Na ideologia neonazista, as mulheres são subordinadas dos homens. Por que essa ordem de gênero é tão persistente na cena neonazista?
Muitas das mulheres que se perdem na cena têm problemas de autoestima. É mais fácil fazer o que te mandam que consertar você mesma.

Mas você se consertou e saiu. Como foi isso?
Foi um processo de muitos anos. Comecei a realmente a me afastar da ideologia quando conheci meu marido, Felix. Começamos a falar sobre coisas de que ninguém mais falava: o tratamento das mulheres, como os nazistas vivem e o que fazem. Ele morava em Dortmund na época e tinha sido rejeitado pela cena local porque andava com nazistas de esquerda.

Neonazis de esquerda ainda são muito de extrema-direita, não? É tão fácil assim se tornar um inimigo da comunidade?
Claro, eles ainda são muito extrema-direita. Mas assim que você começa a questionar alguma coisa, ou se você critica Hitler — um grande tabu — eles te consideram um traidor.

Deixar de ser um membro do grupo é uma coisa, mas como você reverteu seu condicionamento?
Tive que fazer tudo em pequenos passos. Assim que comecei a ter dúvidas sobre a ideologia, comecei a ter muita vergonha do que eu fazia parte. Felix e eu nos mudamos para Munique, para uma área bastante multicultural, onde nossos vizinhos estrangeiros eram muito simpáticos. Mas é preciso muito mais do que se misturar com outras pessoas para realmente quebrar o modo de pensar. Por exemplo, neguei o Holocausto por tanto tempo que o conceito estava enraizado no meu cérebro. Levei muito tempo para conseguir lidar com isso de maneira crítica.

Quando você descobriu que o Holocausto realmente aconteceu?
Eu tinha uns 19 anos. Tive que reavaliar completamente a história e admitir para mim mesma que eu estava muito errada. Era a última peça de ideologia nazista dentro de mim.

Por que mais gente não sai do movimento?
Porque escapar significa questionar a si mesmo e tudo que você fez. Você se vê preso nessa ideologia — ela é uma grande parte de quem você é. Muitas pessoas não acreditam que podem voltar para a sociedade mainstream e serem aceitas, ou mesmo receber ajuda. Você tem que começar uma nova vida, o que obviamente é muito difícil.

Você espera vingança da cena?
Sim, mas essa é uma consequência natural quando você sai. Alguém pichou uma grande suástica com as palavras “Vamos te pegar” no muro da estação de trem perto da nossa casa recentemente.

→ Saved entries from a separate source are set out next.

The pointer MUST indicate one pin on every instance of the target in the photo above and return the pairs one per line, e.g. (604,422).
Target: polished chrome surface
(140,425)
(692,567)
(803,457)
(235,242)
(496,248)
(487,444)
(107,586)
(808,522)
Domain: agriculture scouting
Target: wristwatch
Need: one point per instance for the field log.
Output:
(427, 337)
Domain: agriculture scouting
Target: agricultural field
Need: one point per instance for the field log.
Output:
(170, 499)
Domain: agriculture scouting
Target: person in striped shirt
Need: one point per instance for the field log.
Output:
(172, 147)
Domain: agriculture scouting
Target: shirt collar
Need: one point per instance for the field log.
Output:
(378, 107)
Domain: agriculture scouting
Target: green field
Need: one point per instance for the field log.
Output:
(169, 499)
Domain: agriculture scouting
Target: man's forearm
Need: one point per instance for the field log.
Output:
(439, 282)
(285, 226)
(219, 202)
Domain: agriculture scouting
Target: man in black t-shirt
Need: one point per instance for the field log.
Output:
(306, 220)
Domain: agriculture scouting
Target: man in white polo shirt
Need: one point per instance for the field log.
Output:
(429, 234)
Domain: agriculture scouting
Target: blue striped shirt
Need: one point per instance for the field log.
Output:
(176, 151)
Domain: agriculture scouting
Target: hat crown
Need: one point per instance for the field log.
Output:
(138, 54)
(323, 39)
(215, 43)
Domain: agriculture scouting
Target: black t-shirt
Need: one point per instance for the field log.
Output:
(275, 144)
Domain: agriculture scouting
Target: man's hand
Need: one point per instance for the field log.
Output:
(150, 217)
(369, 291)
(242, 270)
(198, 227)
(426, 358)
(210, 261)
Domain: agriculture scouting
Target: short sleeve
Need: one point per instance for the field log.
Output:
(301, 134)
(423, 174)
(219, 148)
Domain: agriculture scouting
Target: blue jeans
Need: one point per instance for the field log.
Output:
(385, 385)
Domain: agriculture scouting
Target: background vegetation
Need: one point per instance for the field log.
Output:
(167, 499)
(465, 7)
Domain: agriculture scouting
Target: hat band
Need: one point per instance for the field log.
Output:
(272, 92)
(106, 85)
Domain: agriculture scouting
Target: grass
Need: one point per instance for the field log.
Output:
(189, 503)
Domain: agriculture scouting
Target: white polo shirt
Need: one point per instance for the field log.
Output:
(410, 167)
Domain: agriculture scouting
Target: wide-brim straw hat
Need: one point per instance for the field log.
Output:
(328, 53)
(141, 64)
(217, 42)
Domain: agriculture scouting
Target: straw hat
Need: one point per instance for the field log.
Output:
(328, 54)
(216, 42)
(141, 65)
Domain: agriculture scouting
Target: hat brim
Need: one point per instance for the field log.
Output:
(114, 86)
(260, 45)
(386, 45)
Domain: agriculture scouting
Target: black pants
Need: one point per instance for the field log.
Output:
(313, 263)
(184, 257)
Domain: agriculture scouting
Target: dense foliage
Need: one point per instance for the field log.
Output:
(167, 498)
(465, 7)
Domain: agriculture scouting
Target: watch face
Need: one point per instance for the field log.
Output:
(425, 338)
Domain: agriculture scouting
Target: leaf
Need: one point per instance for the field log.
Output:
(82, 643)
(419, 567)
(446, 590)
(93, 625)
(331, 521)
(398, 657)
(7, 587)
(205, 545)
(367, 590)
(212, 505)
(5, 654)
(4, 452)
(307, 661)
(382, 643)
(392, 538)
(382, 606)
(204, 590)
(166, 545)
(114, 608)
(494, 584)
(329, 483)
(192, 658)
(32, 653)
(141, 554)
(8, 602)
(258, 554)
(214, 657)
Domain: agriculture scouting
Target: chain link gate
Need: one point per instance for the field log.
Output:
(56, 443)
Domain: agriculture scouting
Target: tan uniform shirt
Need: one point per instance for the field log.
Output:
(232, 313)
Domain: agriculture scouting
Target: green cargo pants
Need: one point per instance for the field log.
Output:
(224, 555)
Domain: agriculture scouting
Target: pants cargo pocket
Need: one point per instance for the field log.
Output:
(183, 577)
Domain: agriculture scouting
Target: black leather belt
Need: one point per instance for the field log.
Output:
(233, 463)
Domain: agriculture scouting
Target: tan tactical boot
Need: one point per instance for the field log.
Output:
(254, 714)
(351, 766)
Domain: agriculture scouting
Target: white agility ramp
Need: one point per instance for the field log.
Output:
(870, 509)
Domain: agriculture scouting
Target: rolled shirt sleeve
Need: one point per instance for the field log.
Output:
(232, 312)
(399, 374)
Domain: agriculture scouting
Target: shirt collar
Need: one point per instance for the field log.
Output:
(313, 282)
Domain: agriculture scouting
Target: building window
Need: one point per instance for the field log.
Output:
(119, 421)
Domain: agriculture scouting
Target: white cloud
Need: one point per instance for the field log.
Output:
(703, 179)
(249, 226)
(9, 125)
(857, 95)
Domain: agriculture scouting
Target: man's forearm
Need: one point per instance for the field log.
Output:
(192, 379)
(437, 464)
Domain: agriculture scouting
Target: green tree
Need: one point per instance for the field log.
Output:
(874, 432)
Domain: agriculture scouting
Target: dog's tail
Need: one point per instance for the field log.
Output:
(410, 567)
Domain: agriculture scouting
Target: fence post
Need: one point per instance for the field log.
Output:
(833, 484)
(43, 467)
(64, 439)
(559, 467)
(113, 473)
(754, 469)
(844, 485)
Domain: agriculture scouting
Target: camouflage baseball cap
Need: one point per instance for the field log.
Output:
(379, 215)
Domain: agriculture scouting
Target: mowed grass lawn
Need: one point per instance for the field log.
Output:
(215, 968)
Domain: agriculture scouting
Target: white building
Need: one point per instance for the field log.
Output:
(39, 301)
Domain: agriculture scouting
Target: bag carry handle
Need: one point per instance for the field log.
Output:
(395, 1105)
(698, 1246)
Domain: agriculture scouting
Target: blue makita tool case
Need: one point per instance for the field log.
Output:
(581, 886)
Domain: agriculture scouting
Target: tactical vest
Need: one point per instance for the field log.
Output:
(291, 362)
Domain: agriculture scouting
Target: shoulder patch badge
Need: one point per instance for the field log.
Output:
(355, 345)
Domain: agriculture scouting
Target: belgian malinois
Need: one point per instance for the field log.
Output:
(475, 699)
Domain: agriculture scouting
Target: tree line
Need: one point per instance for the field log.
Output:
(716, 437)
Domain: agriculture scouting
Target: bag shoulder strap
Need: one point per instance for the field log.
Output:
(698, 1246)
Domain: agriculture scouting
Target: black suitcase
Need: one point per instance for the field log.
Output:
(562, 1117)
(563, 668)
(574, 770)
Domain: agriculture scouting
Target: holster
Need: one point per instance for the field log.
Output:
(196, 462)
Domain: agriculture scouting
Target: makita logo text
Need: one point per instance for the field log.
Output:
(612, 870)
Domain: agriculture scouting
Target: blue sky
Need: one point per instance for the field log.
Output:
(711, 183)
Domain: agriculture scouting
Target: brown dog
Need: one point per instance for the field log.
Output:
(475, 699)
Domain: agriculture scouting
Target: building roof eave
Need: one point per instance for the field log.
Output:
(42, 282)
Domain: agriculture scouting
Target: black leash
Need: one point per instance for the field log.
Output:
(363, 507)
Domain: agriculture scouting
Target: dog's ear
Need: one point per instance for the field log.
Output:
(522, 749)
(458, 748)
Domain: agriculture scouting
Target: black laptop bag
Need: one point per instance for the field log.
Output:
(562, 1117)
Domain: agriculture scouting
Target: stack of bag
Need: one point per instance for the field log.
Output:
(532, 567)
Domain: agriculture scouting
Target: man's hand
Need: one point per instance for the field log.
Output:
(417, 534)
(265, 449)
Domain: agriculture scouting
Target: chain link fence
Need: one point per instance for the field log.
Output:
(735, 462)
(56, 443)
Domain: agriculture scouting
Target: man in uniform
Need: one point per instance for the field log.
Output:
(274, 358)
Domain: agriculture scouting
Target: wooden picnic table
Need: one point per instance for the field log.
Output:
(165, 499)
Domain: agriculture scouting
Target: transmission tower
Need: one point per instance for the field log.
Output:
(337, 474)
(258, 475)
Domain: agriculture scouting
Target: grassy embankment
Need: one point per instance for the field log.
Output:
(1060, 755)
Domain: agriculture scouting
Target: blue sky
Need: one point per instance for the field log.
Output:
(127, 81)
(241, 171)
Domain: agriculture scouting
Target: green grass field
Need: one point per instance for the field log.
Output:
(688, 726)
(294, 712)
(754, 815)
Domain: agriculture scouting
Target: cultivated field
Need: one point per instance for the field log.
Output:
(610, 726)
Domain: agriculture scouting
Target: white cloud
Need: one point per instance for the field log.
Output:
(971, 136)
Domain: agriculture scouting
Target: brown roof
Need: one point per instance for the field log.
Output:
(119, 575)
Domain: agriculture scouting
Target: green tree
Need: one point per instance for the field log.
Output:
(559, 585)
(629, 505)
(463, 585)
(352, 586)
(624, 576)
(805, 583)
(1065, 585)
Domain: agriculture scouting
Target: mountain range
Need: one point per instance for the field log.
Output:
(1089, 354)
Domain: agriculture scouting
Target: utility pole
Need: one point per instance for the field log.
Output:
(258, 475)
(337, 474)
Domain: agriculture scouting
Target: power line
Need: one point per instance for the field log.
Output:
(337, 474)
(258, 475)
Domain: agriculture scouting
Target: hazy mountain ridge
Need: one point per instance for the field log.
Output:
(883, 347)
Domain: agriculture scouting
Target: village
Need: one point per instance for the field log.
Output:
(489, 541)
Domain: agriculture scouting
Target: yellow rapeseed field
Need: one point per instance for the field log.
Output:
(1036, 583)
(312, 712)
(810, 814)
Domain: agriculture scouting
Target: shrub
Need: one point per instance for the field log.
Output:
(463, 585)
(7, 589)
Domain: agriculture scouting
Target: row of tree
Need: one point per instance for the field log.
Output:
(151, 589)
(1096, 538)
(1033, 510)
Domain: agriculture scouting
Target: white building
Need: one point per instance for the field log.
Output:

Você sente que é parte da sociedade mainstream agora?
Meu filho nasceu menos de seis meses atrás e eu passei num concurso para professora. Honestamente, eu tinha dúvidas se deveria seguir essa carreira, considerando meu passado. Mas também sei que não sou meu pai e tenho uma compreensão completamente diferente da criação de uma criança. Tudo isso parece um pouco como uma graduação para a sociedade mainstream, sim.